I worked for NYCDOE for twenty—two two years. I worked in the Bronx, but I’m not so sure that matters much here. I’m retired now, happily retired, but in order to maintain my medical benefits as they are, I am required to keep membership in the UFT. I belong to the retired chapter and so the monthly dues are less—about twenty bucks a month. When I retired, the union dues were fifty-three dollars per paycheck, one hundred-six dollars per month. Now all of that is what it is, mafia-style payoff on some level, if you want to look at it that way, but the point for here is that for all those years of paying dues and even for the rest of my life, I have been and still am actively contributing to the support of a political party that I don’t want to contribute to and that I don’t agree with on most things. And that, I think, is fundamentally wrong, even immoral and improper in a society that purports to be a free one.
Personally, if it were up to me, I wouldn’t have the union support any political parties, platforms or organizations. None. Such things should be completely up to the members individually. If unions wanted to take up collections and/or organize on behalf of one organization or party or the other, they could certainly do so, but on a voluntary basis.
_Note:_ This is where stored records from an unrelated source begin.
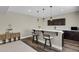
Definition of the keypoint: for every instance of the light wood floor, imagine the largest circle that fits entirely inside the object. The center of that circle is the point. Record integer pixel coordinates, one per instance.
(69, 46)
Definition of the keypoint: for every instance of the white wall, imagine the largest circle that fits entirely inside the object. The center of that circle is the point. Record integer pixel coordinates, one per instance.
(20, 22)
(72, 19)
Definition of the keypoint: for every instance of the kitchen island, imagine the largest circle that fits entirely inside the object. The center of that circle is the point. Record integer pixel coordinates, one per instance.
(56, 40)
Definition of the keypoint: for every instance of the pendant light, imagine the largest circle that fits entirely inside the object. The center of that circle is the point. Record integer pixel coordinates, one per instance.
(43, 14)
(38, 15)
(51, 13)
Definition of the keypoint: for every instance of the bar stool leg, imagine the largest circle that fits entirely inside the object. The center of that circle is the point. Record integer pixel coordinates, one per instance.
(45, 43)
(50, 42)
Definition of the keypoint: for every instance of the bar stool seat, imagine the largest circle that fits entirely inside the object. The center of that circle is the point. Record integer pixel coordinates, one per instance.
(47, 37)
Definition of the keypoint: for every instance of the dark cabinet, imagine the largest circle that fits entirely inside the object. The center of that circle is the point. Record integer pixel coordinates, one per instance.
(60, 21)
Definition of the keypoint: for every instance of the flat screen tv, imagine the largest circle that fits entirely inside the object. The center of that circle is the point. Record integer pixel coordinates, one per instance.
(74, 28)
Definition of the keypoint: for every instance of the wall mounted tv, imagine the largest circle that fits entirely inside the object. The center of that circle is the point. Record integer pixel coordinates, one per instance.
(59, 21)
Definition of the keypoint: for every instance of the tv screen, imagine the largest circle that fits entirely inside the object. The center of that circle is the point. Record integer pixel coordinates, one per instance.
(74, 28)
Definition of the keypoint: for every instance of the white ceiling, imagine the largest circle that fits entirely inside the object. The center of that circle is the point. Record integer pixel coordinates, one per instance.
(32, 10)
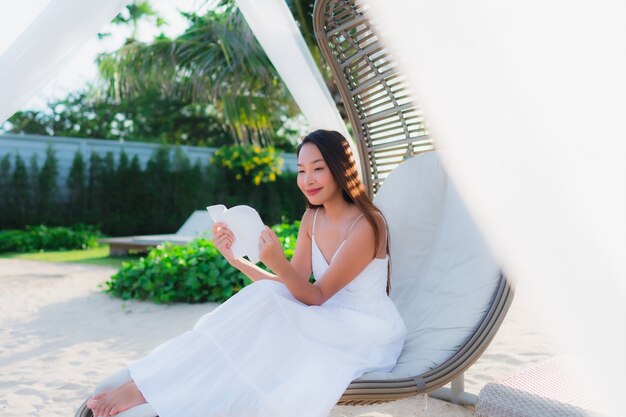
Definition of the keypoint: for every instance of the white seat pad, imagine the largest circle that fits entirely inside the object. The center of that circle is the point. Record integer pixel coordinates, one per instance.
(443, 275)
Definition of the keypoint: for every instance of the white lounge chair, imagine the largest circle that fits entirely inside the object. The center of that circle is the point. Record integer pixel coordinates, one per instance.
(197, 224)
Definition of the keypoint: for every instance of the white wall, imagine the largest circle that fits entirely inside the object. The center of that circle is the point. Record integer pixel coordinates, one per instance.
(65, 148)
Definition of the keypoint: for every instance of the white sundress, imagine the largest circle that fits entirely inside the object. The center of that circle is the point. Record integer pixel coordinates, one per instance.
(263, 353)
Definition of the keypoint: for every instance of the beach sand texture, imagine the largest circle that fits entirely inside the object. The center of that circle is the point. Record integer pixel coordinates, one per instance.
(60, 336)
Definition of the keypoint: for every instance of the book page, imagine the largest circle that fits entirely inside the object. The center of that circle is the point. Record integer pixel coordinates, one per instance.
(246, 225)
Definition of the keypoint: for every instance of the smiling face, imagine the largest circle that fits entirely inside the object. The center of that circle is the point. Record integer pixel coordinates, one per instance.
(314, 177)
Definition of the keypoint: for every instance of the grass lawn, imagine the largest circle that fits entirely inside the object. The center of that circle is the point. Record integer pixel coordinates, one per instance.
(96, 256)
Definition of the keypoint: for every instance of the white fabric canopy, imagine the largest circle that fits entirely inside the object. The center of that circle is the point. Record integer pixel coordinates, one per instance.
(526, 101)
(48, 44)
(277, 32)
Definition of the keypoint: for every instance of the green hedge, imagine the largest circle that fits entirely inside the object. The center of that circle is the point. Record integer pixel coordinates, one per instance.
(121, 197)
(193, 273)
(40, 238)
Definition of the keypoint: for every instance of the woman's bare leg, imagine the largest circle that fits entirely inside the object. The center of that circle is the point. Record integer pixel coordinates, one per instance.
(110, 403)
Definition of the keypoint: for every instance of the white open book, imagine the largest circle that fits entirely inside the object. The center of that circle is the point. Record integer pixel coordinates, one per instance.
(246, 225)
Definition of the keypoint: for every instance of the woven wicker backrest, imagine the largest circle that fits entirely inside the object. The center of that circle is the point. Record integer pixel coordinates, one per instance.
(387, 125)
(388, 128)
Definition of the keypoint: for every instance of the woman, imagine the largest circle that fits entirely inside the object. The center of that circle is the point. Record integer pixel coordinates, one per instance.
(283, 346)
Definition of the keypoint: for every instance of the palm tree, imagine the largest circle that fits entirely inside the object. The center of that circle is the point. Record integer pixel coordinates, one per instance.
(217, 60)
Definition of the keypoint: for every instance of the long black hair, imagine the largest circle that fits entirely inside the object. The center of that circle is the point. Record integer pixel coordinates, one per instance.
(337, 154)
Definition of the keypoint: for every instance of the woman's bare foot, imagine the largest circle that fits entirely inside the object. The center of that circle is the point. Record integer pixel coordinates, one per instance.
(110, 403)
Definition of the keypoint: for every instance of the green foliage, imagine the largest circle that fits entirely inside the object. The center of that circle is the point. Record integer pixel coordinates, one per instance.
(288, 235)
(47, 188)
(149, 117)
(217, 61)
(194, 273)
(114, 192)
(40, 238)
(249, 163)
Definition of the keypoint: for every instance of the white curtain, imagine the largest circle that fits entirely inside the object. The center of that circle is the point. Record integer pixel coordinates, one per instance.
(277, 32)
(49, 43)
(527, 102)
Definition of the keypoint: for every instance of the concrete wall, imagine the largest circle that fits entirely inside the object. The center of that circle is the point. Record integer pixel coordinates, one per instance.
(65, 148)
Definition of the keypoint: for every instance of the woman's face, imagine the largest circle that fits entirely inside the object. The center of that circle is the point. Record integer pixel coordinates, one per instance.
(314, 177)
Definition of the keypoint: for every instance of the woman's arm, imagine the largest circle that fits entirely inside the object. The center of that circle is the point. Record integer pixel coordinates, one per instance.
(355, 255)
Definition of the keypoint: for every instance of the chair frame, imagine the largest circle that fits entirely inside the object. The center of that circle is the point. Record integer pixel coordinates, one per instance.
(389, 127)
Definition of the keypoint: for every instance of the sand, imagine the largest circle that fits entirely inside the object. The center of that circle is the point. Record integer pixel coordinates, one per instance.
(60, 336)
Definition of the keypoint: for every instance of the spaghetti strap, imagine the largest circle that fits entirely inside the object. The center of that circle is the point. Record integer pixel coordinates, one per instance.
(314, 218)
(353, 223)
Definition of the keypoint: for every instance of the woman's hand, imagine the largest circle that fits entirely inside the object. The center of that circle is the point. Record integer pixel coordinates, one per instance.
(223, 239)
(270, 249)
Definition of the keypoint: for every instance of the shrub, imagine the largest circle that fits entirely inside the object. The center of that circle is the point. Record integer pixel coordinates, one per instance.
(249, 163)
(193, 273)
(39, 238)
(124, 198)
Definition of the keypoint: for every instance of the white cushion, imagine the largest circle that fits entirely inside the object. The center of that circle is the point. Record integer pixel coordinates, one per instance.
(443, 276)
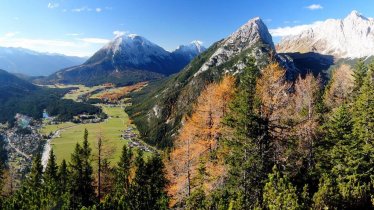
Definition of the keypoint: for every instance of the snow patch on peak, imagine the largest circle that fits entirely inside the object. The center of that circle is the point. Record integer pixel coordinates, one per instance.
(355, 15)
(351, 37)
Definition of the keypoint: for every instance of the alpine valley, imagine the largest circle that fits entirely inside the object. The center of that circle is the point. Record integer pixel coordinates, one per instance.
(243, 124)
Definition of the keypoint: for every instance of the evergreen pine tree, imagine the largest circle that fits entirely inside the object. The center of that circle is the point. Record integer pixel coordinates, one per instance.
(36, 175)
(359, 74)
(248, 143)
(81, 188)
(63, 176)
(51, 170)
(279, 193)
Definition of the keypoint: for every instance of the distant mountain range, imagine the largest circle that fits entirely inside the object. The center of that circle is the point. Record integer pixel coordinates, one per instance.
(159, 108)
(351, 37)
(128, 59)
(32, 63)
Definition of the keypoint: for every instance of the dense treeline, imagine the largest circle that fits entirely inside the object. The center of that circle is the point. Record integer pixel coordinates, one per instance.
(257, 141)
(137, 182)
(284, 145)
(34, 102)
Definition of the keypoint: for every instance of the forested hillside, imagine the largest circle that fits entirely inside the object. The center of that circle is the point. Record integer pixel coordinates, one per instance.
(253, 141)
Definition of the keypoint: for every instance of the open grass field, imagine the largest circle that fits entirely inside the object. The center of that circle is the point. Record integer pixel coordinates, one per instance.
(81, 91)
(110, 130)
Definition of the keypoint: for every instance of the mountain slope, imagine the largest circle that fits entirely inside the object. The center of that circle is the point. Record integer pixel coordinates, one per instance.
(28, 62)
(351, 37)
(125, 60)
(158, 109)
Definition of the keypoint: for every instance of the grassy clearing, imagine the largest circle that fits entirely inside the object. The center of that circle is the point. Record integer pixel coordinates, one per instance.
(82, 90)
(110, 130)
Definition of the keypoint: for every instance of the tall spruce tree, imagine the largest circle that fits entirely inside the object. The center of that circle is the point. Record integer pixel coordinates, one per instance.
(359, 75)
(248, 143)
(63, 177)
(279, 193)
(51, 170)
(81, 189)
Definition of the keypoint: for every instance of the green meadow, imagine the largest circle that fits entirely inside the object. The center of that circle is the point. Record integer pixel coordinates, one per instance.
(110, 131)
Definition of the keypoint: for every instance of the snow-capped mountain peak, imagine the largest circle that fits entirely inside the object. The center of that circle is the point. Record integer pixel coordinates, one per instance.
(351, 37)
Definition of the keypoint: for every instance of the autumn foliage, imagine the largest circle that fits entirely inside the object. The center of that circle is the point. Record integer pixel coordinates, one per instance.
(198, 138)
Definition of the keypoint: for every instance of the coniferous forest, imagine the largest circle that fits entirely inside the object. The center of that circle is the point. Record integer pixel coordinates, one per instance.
(252, 141)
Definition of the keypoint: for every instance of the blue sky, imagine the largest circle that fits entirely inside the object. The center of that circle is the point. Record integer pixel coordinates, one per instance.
(80, 27)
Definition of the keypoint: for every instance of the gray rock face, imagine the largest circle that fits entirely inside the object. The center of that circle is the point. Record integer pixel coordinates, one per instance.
(126, 60)
(351, 37)
(247, 36)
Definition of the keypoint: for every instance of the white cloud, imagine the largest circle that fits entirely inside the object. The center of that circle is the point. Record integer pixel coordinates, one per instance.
(197, 42)
(11, 34)
(119, 33)
(314, 7)
(290, 31)
(73, 47)
(72, 34)
(82, 9)
(95, 40)
(53, 5)
(268, 20)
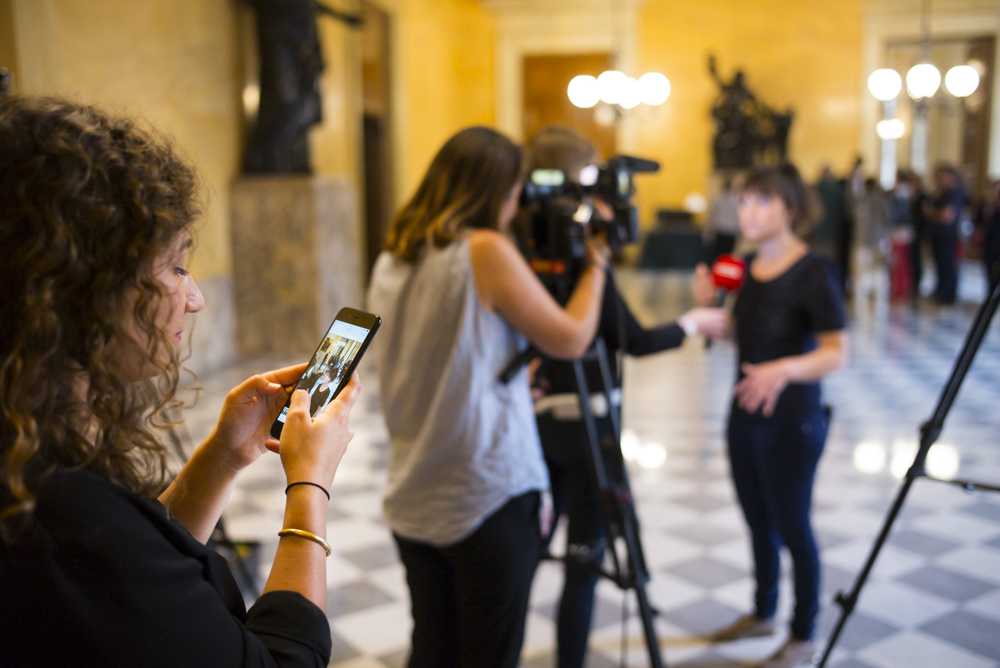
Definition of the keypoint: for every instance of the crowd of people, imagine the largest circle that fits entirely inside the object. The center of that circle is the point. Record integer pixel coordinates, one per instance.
(881, 241)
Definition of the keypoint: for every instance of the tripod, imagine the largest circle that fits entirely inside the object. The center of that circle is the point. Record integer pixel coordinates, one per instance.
(929, 433)
(610, 481)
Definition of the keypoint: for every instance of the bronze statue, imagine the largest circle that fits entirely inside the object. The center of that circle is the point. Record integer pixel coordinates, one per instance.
(748, 132)
(291, 62)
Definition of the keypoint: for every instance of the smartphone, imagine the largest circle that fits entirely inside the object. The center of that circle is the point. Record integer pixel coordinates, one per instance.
(334, 361)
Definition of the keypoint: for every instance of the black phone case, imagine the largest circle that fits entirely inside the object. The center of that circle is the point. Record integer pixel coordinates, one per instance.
(277, 425)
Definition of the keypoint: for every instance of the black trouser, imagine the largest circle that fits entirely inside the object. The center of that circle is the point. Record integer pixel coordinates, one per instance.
(470, 600)
(944, 242)
(773, 463)
(573, 492)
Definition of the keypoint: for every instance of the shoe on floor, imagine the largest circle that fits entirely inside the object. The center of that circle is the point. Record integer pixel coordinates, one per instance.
(793, 653)
(747, 626)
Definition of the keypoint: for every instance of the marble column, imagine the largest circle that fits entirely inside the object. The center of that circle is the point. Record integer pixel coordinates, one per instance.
(296, 260)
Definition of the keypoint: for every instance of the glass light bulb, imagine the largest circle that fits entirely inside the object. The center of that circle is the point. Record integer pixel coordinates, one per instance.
(583, 91)
(654, 88)
(885, 84)
(962, 81)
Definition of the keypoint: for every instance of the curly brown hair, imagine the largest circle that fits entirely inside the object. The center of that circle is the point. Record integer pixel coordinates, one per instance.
(88, 200)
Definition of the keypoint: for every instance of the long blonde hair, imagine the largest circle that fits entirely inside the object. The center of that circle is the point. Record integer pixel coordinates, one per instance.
(465, 187)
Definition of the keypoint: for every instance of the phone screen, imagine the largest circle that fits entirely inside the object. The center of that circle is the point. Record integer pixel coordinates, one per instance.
(330, 365)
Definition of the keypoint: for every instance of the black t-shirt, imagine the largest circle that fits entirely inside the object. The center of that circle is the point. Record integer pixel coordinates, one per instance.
(781, 317)
(622, 333)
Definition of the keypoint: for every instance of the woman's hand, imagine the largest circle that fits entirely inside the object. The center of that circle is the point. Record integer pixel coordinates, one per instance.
(598, 253)
(762, 384)
(311, 448)
(244, 428)
(704, 288)
(711, 322)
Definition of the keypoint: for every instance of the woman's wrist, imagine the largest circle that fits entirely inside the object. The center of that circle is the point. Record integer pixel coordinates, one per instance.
(305, 508)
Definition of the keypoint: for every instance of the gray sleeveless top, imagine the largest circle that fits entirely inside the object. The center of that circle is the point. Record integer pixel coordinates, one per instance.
(463, 443)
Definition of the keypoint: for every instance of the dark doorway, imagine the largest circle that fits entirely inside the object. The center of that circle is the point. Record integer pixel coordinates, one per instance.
(376, 140)
(545, 100)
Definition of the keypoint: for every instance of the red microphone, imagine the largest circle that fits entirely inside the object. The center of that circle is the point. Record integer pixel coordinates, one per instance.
(727, 274)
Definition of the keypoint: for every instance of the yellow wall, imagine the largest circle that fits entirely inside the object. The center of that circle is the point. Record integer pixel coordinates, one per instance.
(445, 63)
(172, 62)
(803, 55)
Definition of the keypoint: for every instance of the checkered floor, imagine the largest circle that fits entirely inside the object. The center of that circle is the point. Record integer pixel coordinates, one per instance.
(933, 599)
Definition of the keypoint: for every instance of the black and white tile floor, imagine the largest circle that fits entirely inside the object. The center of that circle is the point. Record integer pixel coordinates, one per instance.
(933, 599)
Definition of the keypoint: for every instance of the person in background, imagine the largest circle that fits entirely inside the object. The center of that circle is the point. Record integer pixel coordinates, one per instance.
(458, 302)
(557, 408)
(989, 221)
(870, 279)
(789, 322)
(943, 212)
(723, 225)
(99, 564)
(918, 222)
(828, 235)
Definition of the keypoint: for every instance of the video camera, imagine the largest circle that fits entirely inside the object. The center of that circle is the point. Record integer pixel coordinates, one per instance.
(557, 213)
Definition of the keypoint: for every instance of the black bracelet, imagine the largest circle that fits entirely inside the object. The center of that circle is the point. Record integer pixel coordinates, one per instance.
(308, 483)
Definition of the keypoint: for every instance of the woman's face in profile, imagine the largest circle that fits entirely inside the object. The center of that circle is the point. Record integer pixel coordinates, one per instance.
(180, 296)
(762, 216)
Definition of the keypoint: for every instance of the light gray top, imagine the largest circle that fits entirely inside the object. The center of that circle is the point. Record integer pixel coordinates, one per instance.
(463, 443)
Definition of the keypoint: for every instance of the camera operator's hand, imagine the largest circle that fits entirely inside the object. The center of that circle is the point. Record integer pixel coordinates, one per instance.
(598, 253)
(710, 322)
(704, 287)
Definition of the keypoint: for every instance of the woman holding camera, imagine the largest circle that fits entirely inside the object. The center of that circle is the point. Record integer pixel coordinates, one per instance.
(564, 438)
(790, 322)
(457, 302)
(95, 569)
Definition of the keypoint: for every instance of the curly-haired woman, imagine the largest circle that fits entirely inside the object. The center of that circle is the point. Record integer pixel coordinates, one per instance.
(95, 218)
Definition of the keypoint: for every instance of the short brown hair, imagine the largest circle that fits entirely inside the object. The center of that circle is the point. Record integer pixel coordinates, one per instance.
(88, 200)
(556, 147)
(465, 187)
(786, 182)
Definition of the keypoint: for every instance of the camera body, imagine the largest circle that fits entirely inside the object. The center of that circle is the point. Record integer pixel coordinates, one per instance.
(556, 214)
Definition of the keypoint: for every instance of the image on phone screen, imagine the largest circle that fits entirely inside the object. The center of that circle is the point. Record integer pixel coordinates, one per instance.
(332, 364)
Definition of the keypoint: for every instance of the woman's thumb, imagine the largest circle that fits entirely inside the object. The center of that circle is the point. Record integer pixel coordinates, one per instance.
(300, 402)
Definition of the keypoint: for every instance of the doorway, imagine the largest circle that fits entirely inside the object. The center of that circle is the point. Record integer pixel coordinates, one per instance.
(546, 102)
(377, 113)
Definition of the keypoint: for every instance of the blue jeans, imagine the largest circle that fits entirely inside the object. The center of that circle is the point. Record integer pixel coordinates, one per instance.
(574, 493)
(773, 462)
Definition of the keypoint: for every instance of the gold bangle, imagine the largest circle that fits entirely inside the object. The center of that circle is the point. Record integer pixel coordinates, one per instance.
(308, 536)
That said, for most of those twenty-two years I had to listen to my liberal colleagues who could freely tout their points of view while I had to stifle mine if I wanted to seek promotions, overtime, or any of the normal perks that came with the job. I had to find the small pockets of colleagues who shared my views and we had to converse in code. In one way, this was kind of funny actually, but truly it was rather sad in reality. The Jews had to hide like this in Russia. Of course that comparison, while analogous, isn’t real in terms of the magnitude and the severity of the consequences to the Jews.
I believe I was let go from one college teaching position because I was not a devout liberal and I know I was let go from another because I did not teach feminist interpretations of literature as were being compelled by the fashionably politically-correct chairperson at the time. And so it goes. Of course I was laid off, not fired, and of course, there was no recourse.
And there it is. A holiday reflection in a free country where you can’t say Merry Christmas without fear of offending someone, where some schools won’t let a parent in the military wear the uniform into the school, where you have to fear repercussions for flying the American flag in front of your house or for openly supporting the police.
To everyone, Merry Christmas, Happy New Year, and may 2016 bring us back toward the freedoms this country was founded upon.